Safe way to repair sickle cell disease genes developed
Sickle cell disease is a group of inherited blood disorders caused by genetic mutations in the beta-globin gene, resulting in abnormal haemoglobin. Red blood cells become hard, sticky and sickle-shaped, with reduced ability to carry oxygen. Symptoms of sickle cell disease include swelling of the hands and feet, pain due to clogging of blood vessels, anaemia and stroke. The disease can be cured with stem cell or bone marrow transplants, but there is a high risk that recipients of transplants will reject the donated marrow or cells, which can result in serious side effects and even death.

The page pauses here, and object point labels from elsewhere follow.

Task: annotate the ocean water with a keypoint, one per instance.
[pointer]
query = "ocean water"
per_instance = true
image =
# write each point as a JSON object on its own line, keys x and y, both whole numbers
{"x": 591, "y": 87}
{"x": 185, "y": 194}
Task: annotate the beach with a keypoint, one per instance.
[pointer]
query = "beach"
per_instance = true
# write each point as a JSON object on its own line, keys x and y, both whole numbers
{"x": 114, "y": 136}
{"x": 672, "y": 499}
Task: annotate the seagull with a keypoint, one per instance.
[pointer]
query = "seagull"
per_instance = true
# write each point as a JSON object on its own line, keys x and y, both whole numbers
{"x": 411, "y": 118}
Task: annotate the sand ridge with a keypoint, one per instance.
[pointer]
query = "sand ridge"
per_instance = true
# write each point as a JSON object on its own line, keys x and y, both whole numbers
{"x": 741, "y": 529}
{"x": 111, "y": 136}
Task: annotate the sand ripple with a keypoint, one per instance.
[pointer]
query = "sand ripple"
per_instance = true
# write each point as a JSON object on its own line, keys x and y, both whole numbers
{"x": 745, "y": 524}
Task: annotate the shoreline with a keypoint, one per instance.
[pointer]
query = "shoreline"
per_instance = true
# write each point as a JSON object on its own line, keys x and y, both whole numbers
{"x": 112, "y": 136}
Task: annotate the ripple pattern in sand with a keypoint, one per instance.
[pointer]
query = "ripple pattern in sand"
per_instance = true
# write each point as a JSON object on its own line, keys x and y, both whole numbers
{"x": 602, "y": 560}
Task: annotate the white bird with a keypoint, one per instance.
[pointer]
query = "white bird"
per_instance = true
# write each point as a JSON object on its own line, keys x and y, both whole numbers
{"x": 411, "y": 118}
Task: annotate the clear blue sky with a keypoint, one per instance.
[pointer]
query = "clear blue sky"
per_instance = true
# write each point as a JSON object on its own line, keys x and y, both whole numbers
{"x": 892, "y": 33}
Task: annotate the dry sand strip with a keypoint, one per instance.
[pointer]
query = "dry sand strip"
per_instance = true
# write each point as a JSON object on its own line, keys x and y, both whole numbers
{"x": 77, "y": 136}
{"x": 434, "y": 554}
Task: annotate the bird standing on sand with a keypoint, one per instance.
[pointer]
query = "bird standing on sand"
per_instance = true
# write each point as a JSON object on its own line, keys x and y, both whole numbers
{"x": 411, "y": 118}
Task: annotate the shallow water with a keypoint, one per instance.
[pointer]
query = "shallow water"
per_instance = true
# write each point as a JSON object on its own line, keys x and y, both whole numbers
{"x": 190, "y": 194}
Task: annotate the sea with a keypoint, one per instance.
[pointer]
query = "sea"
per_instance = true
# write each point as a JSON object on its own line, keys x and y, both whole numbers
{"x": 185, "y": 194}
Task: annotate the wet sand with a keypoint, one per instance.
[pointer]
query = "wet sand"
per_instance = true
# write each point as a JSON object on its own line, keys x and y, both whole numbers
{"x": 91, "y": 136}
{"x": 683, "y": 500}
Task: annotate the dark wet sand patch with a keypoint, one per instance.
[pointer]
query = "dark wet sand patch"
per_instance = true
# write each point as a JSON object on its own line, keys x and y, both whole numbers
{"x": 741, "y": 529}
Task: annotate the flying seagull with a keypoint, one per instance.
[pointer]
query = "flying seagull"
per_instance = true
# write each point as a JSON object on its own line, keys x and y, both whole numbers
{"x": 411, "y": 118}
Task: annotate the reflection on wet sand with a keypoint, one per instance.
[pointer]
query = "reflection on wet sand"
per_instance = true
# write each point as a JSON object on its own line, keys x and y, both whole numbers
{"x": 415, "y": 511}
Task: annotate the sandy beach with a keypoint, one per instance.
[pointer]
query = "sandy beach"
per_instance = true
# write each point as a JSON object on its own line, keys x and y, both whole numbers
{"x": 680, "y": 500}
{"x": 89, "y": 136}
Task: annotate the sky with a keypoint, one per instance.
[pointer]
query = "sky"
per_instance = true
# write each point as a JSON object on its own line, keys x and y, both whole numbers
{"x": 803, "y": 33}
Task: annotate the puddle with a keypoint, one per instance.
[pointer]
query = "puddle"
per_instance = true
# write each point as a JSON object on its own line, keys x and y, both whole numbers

Researchers at the Salk Institute for Biological Studies in the US have now developed a way to use patients’ own cells to potentially cure sickle cell disease and many other disorders caused by mutations affecting haemoglobin. To do that, they used a two-step approach. First, they took adult skin cells from a patient with a beta-globin mutation that causes sickle cell disease. They used six genes to coax these cells to revert to iPSCs, which could then be developed into blood cells. The genes were introduced into the cells using a technique that avoids the use of viruses and insertion of transgenes into the cells’ genome. Their next step was to repair the beta-globin gene mutation in the stem cells. To swap the defective gene with a normal copy in the iPSCs, the investigators used a modified adenovirus that, unlike viruses used in other methods, does not replicate itself in the body and does not alter the host cells’ DNA. The viral genes were deleted and replaced with a DNA sequence that contained a normal beta-globin gene. The modified virus then delivered the new genetic material inside the iPSCs, where the DNA region containing the broken gene was replaced with the sequence containing the normal gene. By replacing a relatively large region of DNA, the technique allows many gene mutations to be repaired at once.